America’s Fling With the Kurds Could Cause Turkey and NATO to Split

America’s Fling With the Kurds Could Cause Turkey and NATO to Split, by Mark Perry.

“The U.S.-YPG alliance has poisoned U.S.-Turkish relations,” a senior Turkish official told TAC last week, “and you can’t just pass it off. All right, so you needed the YPG [the Kurdish People’s Defense Units] to defeat ISIS, fine. Mission accomplished. So now, get the YPG out of Manbij. Good God, you’re digging trenches for these people.” …

How badly “poisoned” is the U.S.-Turkey relationship? In fact, Centcom’s dependence on the YPG to carry the fight to ISIS (which includes 2,000 U.S. soldiers deployed in Syria) has so roiled Turkey that a host of influential military officers and their civilian counterparts in NATO have recently warned Secretary of Defense James Mattis that America’s support for the YPG is endangering their alliance’s unity. …

Critics are alarmed by Ankara’s turn toward Russia and “who lost Turkey” talk is in the air. …

Just as crucially, … Turkey has been sidling up to Russia, agreeing to purchase two S-400 surface-to-air missile batteries from Russia for $2.5 billion.

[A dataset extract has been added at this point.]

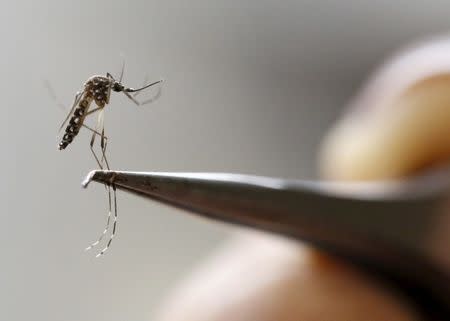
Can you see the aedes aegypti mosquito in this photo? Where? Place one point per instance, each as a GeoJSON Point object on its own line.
{"type": "Point", "coordinates": [98, 89]}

The purchase went forward despite U.S. protests that the batteries were not interoperable with NATO systems, a signal from the Turkish government that the U.S. is not the only arms game in town. “No one benefits more from the U.S.-Turkey rift than Russia,” a NATO partisan and Scaparrotti colleague says. “I think Scap has made it clear: the U.S.-Turkey disagreement could well be the greatest political threat to the alliance since France withdrew from the military chain-of-command, back in the ‘60s.”